Quanto aos objetivos de um conflito, ou seja, ao que se pretende alcançar com o conflito, os interesses e valores que devem ser atendidos, há, conforme Entelman (2002) três tipos: concretos, simbólicos e transcendentais.

Enquanto os objetivos concretos são apenas posições, como um pedido de separação, a saída de sala de um aluno, uma punição específica, sendo tangíveis, divisíveis e perceptíveis, os demais são mais sutis e complexos, pois se relacionam às emoções e sentimentos. Já os objetivos transcendentes são os valores em si mesmo, como a honra, a

justiça, o reconhecimento, não tangíveis nem divisíveis, mas que estão envolvidos numa disputa (ENTELMAN, 2002; AZEVEDO, A.G, 2003; PASQUINO, 1995).

A importância de se descobrir os reais objetivos de um conflito reside na possibilidade de satisfazê-los e, com isso, transformar efetivamente a situação conflituosa. Isso, no entanto, não raras vezes, é um dos principais desafios na compreensão de um conflito, pois é possível que partes possam se recusar a reconhecer determinado assunto como seus objetivos reais (ENTELMAN, 2002).

Por outro lado, é possível que sejam claros, mas que se relacionem justamente ao que Castoriadis (1982) chama de projeto revolucionário. Ou seja, o objetivo é justamente a transformação social dificultada por aqueles que defendem a manutenção do status quo.

Diante disso, duas são as possibilidades. De um lado, ao descobri-los e buscar seu atendimento, torna-se possível evitar a chamada “litigiosidade remanescente”, ou seja, a permanência das causas de um conflito mesmo diante de um acordo ou solução (AZEVEDO, A.G. 2004).
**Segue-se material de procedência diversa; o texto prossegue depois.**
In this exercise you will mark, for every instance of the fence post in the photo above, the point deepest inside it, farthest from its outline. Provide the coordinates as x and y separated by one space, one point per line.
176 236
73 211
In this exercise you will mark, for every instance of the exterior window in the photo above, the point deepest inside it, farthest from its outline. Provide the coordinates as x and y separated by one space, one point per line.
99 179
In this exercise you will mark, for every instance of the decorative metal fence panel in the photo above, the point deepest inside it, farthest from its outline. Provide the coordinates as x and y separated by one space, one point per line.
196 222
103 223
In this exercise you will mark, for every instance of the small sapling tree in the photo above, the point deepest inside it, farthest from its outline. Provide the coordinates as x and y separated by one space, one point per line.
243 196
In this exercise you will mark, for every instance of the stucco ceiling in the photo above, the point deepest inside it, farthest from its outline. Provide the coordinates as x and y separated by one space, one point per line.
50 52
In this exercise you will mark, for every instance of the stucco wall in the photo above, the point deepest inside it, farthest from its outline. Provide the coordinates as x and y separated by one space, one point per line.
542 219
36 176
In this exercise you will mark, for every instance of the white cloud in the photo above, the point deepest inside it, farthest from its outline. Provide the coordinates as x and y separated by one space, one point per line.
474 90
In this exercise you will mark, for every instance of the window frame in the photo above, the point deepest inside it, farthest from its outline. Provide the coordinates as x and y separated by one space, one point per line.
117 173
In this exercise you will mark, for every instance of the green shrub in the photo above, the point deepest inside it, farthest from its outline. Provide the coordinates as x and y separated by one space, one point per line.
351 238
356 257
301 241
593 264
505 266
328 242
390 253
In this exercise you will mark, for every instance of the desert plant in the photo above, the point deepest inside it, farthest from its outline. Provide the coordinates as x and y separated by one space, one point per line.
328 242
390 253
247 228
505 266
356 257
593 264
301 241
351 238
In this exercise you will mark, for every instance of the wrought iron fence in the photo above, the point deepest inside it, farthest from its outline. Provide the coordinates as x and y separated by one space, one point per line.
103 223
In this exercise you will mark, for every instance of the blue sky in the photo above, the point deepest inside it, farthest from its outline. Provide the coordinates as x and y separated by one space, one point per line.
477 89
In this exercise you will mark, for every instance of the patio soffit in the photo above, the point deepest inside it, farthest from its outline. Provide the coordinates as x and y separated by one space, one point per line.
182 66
De outro, é possível que o conflito seja regulado, ainda que seus objetivos não o sejam facilmente atendidos, e assim se evite a escalada de violência (ENTELMAN, 2002. GALTUNG, 2003. DEUTSCH, 2004).

Assim, descobrir os reais objetivos de um conflito e atendê-los significa dar fim à litigiosidade ou conflituosidade remanescente, o que pode ser compreendido com a resolução de um conflito. Isso, no entanto, não significa a extinção do conflito em si, em especial no caso de relações permanentes ou de vínculo múltiplo, mas apenas a transformação da relação (PASQUINO, 1995. SANTOS, 1988. COSTA, 2003. BUSH e FOLGER, 2005).

Por outro lado, conflituosidade remanescente pode dar origem ao que foi apresentado como escalada, ou seja, o movimento de aumento de intensidade não do conflito em si, mas das ações de seus participantes, o que pode dar ensejo à violência. Diante disso é que surge a necessidade do reconhecimento do conflito e do estabelecimento de sistemas flexíveis, que o conflito e que, portanto, podem ser mais coesos e fortes. É então que se encontra a relação entre conflito e democracia.